Dans le même temps, le comportement des gens peut fournir des indices sur les problèmes de la structure sociale. L’évasion fiscale généralisée peut mettre en évidence les failles, l’injustice et les insuffisances du système fiscal. Si nos prisons se remplissent de fumeurs d’herbe récréative, c’est peut-être un signe que nos lois sur les drogues sont mal conçues.

De même, la forte prévalence des relations intimes extra-conjugales peut être un symptôme de l’échec de l’écologie sociale à supporter la psychologie complexe et les tendances biologiques innées de ses habitants. Peut-être que la manière actuelle dont nous structurons les relations est vécue par beaucoup comme une forme d’oppression dont ils cherchent à s’échapper par le biais d’un badinage extra-paire.

C’est l’essence de la critique adressée à la culture américaine dominante par l’influent chroniqueur de conseils sexuels Dan Savage, qui a déclaré : « Je reconnais les avantages de la monogamie en matière de sécurité sexuelle, d’infections, de sécurité émotionnelle, d’assurances de paternité. Mais les personnes dans des relations monogames doivent être prêtes à me rencontrer au quart du chemin et à reconnaître les inconvénients de la monogamie autour de l’ennui, du désespoir, du manque de variété, de la mort sexuelle et du fait d’être pris pour acquis. »

C’est aussi l’avis de la sociologue britannique Catherine Hakim, qui plaide pour un redécoupage de nos règles relationnelles à la lumière des avancées technologiques et scientifiques : « Alors que les sites de rencontres ouvrent une vitrine mondiale de possibilités sexuelles, que l’espérance de vie continue d’augmenter et que nous devenons de plus en plus conscients de notre sexualité, comment pouvons-nous encore considérer comme acquises les vieilles règles écrasantes de la fidélité, qui font du mariage une prison ? Pourquoi ne pourrions-nous pas retrouver les sensations fortes de la jeunesse, tout en protégeant la sécurité du foyer ? »

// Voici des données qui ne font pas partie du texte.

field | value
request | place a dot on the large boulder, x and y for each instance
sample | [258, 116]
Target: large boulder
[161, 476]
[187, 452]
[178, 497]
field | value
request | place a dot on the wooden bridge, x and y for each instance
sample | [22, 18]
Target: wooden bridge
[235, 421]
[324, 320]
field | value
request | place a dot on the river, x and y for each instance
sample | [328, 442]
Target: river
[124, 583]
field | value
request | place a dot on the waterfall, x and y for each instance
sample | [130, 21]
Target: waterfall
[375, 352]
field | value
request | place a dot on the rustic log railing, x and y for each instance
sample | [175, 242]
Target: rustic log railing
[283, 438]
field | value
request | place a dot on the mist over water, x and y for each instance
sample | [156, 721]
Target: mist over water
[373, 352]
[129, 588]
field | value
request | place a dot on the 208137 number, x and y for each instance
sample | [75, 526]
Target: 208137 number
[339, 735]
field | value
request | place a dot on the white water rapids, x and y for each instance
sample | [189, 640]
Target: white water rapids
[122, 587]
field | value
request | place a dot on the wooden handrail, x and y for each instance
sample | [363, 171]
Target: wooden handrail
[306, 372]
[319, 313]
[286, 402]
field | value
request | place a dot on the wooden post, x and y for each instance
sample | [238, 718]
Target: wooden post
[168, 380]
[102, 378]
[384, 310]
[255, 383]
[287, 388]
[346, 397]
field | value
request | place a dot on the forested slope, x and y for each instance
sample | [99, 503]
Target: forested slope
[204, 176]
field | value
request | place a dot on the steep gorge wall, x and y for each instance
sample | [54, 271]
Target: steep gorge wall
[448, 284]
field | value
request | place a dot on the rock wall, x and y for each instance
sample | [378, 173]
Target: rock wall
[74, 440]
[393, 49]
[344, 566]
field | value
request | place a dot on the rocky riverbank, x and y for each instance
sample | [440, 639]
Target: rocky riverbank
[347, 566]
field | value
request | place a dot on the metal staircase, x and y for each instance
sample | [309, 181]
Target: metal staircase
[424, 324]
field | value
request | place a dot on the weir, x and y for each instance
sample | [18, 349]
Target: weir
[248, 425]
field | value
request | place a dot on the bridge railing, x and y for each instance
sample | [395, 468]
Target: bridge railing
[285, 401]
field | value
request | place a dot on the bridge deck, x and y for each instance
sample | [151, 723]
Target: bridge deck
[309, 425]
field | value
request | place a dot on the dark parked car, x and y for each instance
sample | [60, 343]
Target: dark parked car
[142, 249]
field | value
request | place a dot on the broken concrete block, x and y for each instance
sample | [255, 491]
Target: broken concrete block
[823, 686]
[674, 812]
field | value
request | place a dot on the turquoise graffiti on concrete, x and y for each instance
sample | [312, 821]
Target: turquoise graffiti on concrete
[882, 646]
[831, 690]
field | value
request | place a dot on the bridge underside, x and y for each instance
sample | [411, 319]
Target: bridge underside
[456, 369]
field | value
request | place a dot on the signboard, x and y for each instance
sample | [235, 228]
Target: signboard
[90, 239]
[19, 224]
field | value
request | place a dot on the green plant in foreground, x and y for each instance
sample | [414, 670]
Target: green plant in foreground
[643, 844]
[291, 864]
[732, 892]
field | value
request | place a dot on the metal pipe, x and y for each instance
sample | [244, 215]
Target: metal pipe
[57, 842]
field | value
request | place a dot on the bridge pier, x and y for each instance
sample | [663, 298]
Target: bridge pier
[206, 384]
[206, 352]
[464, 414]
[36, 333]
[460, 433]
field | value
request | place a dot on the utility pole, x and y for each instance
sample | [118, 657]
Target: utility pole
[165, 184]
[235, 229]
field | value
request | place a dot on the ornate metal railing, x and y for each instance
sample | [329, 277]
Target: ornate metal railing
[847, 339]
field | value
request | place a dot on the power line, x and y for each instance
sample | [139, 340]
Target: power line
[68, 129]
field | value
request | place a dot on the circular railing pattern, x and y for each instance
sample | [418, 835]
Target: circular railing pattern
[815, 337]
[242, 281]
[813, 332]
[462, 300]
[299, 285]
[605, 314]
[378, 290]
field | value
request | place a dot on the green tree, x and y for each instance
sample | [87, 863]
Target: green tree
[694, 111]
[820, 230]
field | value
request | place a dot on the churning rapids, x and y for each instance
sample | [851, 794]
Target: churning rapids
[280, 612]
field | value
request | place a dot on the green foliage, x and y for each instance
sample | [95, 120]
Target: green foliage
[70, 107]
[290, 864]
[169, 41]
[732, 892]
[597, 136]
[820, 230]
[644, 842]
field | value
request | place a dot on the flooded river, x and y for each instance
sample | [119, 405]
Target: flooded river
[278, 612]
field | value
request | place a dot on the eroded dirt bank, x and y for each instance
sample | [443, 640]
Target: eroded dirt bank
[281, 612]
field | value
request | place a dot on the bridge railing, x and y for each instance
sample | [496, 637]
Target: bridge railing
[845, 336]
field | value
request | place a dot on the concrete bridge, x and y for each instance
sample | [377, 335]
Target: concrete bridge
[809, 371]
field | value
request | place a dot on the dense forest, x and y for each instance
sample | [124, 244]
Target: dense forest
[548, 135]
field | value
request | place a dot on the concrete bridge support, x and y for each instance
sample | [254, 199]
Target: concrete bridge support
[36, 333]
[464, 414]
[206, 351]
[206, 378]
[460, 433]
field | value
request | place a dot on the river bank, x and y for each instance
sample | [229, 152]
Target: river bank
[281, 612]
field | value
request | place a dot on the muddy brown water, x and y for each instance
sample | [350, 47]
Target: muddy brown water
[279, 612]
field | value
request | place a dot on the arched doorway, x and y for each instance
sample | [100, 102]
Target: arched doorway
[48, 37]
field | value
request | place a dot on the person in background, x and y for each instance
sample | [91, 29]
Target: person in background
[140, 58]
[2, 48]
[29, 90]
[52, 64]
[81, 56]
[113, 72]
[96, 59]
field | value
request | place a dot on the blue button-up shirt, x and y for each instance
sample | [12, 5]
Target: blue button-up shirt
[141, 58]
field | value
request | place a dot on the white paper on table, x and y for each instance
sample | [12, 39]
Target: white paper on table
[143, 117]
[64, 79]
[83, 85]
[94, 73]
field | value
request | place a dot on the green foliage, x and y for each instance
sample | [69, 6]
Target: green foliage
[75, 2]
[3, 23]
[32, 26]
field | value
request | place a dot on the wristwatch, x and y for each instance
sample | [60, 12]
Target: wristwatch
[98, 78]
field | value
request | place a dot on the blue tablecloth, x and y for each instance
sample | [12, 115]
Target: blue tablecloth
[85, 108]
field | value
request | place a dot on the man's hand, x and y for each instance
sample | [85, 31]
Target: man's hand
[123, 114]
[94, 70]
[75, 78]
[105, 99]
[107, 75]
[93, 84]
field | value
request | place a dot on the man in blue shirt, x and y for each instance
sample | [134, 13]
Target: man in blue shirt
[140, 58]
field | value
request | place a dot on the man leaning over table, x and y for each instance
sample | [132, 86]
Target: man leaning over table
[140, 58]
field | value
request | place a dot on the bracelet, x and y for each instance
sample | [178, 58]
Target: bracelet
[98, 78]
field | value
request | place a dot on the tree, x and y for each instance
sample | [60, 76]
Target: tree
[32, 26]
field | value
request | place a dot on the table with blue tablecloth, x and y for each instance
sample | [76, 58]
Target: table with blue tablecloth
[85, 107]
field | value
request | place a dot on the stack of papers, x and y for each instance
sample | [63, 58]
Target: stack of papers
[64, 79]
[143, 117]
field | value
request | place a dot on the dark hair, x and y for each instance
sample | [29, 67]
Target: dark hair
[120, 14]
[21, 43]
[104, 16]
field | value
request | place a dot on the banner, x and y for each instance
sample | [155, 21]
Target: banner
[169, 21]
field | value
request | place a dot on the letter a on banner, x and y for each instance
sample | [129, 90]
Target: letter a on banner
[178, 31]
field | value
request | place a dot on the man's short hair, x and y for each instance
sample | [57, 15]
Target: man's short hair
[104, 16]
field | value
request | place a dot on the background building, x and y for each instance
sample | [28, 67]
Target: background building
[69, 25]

Hakim préconise de se débarrasser des notions puritaines, moralisatrices et rigides de la monogamie pour adopter une approche plus ouverte, plus honnête et plus positive de la sexualité et des relations. Dans son système, le sexe est comme la nourriture : Nous en avons besoin, nous l’apprécions et nous aimons jouer avec. Le plus souvent, nous mangeons avec nos partenaires, mais il arrive que nous mangions seuls, ou dehors avec des amis, ou avec des inconnus. Personne n’en fait tout un plat.

En fin de compte, il est peut-être préférable d’accepter et d’encourager une pluralité d’expériences, d’arrangements et d’expressions intimes et sexuelles.

Certaines personnes, par tempérament, par tradition ou par un choix personnel consciemment réfléchi valorisent et aspirent à la monogamie dans leur vie amoureuse. Pour ces personnes, le bien-être sexuel et émotionnel peut être amélioré, plutôt que terni, par les défis uniques de l’exclusivité. Les couples monogames heureux existent, souvent pour le bien de leurs amis, de leurs enfants et de la société dans son ensemble. De plus, l’échec de la monogamie « pure » ne doit pas invalider l’aspiration. C’est la condition humaine d’échouer régulièrement à atteindre même nos aspirations les plus valables.

D’autres peuvent vivre le modèle monogame traditionnel comme un mauvais ajustement et considérer l’aspiration à la monogamie comme rigide, dépourvue ou téméraire. Ceux-là devraient être encouragés à développer des modèles alternatifs et des aspirations romantiques, ce qui pourrait enrichir la conversation sociale et élargir la conscience sociale en ce qui concerne la signification de l’amour et du sexe. La simple nouveauté ou la complexité supplémentaire de ces modèles alternatifs ne doit pas les tourner en ridicule. Les nouvelles idées et habitudes sociales, considérées à tort comme dégénérées au début, se révèlent souvent hautement génératives avec le temps.